Trevor Harrison’s Life Mission: Put Athlete Health First.

This could be a very short piece.

If it were strictly about the amazing ethos of Trevor Harrison’s Athlete Health First, then the statement found on the Athlete Health First website ( would say it all and I’d put down my pen:

“At Athlete Health First we don’t just focus on the next game, the next race or the next season. We help you play better, play longer and play healthier by finding the right balance in your body. We use evidence-based performance analysis to determine the right training solution for your body.
Then we partner with you to help you achieve the range-of-motion, balance and strength your body needs to recover and find peak performance.”
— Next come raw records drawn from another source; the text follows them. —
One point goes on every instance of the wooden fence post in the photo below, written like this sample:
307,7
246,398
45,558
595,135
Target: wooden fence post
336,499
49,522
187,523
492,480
But this isn’t just about Athlete Health First. It’s about why AHF exists in the first place. It’s about what lead Trevor Harrison, AHF’s founder, to the desire of understanding anatomy and biomechanics at its very core.

For that we’re going to need a bit more time.

First of all, Athlete Health First is not a training program, as Harrison is quick to clarify. It’s a scientific approach to an athlete’s anatomy, to the unique ways we’re all built. Once an athlete is individually assessed to determine where he or she may be overcompensating ­– due to a tightness and/or weakness somewhere else ­– Trevor and the AHF team craft an individual, holistic, and unique approach to increasing range of motion, improving strength & conditioning, and enhancing an athlete’s performance after they have rehabbed an injury – but also to make the athlete more effective while helping them to achieve ultimate fitness.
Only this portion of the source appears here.